If you consider any multiple of $pq$ consecutive integers, say $\mathcal{S}=\{1,2,3,\dots,kpq\}$, exactly $\frac1{pq}$ of them will be divisible by both $p$ and $q$; exactly $\frac1p$ will be divisible by $p$, and exactly $\frac1q$ will be divisible by $q$. Thus, exactly $\frac1{p^2q^2}$ of the pairs in $\mathcal{S}\times\mathcal{S}$ will be divisible by both $p$ and $q$, exactly $\frac1{p^2}$ will be divisible by $p^2$, and exactly $\frac1{q^2}$ will be divisible by $q^2$.
This can be extended for any set of primes; just take a set of $pqr\dots s$ consecutive integers, $\mathcal{S}=\{1,2,3,\dots,kpqr\dots s\}$, exactly $\frac1{p^2q^2r^2\dots s^2}$ of the pairs in $\mathcal{S}\times\mathcal{S}$ will be divisible by all $p,q,r,\dots s$. Thus, we don't need to appeal to probability, and what would be considered independence in a probabilistic setting, follows from the Chinese Remainder Theorem.
Chinese Remainder Theorem
If you want to know how many integers are relatively prime to $pqr\dots s$ in the set $\mathcal{S}=\{1,2,3,\dots,kpqr\dots s\}$, the Chinese Remainder Theorem says that there is one solution to
$$
\begin{align}
x&\equiv a\pmod{p}\\
x&\equiv b\pmod{q}\\
x&\equiv c\pmod{r}\\
&\vdots\\
x&\equiv d\pmod{s}
\end{align}
$$
mod $pqr\dots s$ for each choice of $a,b,c,\dots,d$. Thus, to be relatively prime to $pqr\dots s$, we can choose $a,b,c,\dots,d$ to be any non-zero residue modulo the corresponding prime. That is, there are $(p-1)(q-1)(s-1)\dots(s-1)$ numbers mod $pqr\dots s$ that are relatively prime to $pqr\dots s$. In other words, $\frac{(p-1)(q-1)(r-1)\dots(s-1)}{pqr\dots s}$ of the numbers in $\mathcal{S}$ are relatively prime to $pqr\dots s$.
Limits
Define
$$
\mathcal{S}_n=\left\{j\in\mathbb{Z}:1\le j\le n\right\}
$$
Note that the number of pairs in $\mathcal{S}_n\times\mathcal{S}_n$ sharing any prime $p$ is at most $\frac{n^2}{p^2}$.

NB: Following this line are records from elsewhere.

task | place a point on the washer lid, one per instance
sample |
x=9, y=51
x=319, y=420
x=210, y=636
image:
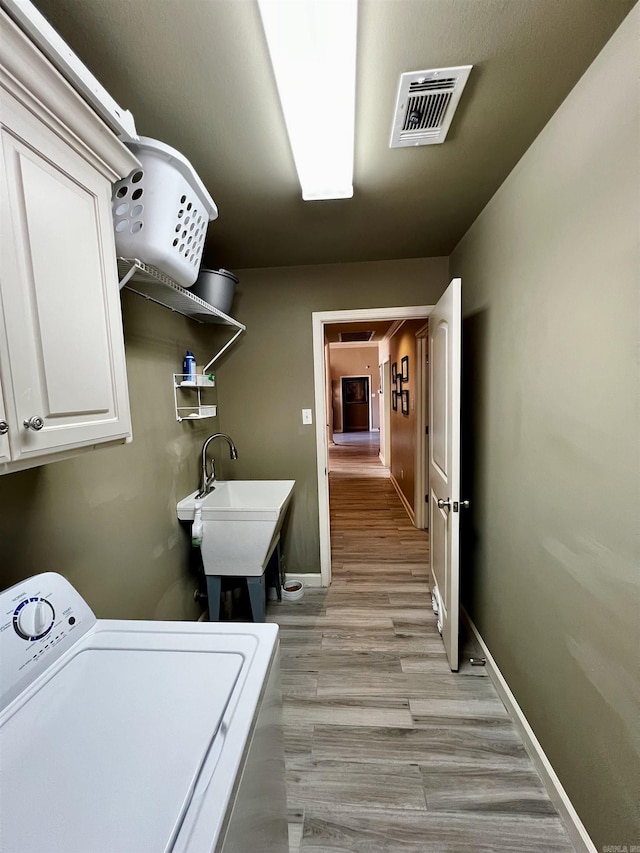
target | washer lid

Choose an $\epsilon\gt0$ and then pick an $N$ so that
$$
\sum_{p\ge N}\frac1{p^2}\le\epsilon
$$
and choose a $K$ so that $K\epsilon\ge1$. Set $P=\prod\limits_{p\lt N}p$.
We know that exactly $\prod\limits_{p\lt N}\left(1-\frac1{p^2}\right)$ of the pairs in $\mathcal{S}_{kP}\times\mathcal{S}_{kP}$ share no prime factor less than $N$.
Consider $\mathcal{S}_n$ where $kP\le n\le(k+1)P$ and $k\ge K$. Since the ratio of the sizes of these sets is no more than $\frac{k+1}{k}$, the fraction of pairs can only change by a ratio of $\left(\frac{k+1}{k}\right)^2\le(1+\epsilon)^2$.
Furthermore, the fraction of pairs of $\mathcal{S}_n\times\mathcal{S}_n$ sharing any prime greater than $N$ is at most
$$
\frac1{n^2}\sum_{p\ge N}\frac{n^2}{p^2}\le\epsilon
$$
Therefore, because the variation in the fraction of pairs of $\mathcal{S}_n\times\mathcal{S}_n$ varies little and the fraction of pairs sharing primes unaccounted for is small, we get that the fraction of pairs of $\mathcal{S}_n\times\mathcal{S}_n$ that share no prime factors tends to
$$
\prod_{p\in\mathbb{P}}\left(1-\frac1{p^2}\right)=\left(\sum_{k=1}^\infty\frac1{k^2}\right)^{-1}=\frac6{\pi^2}
$$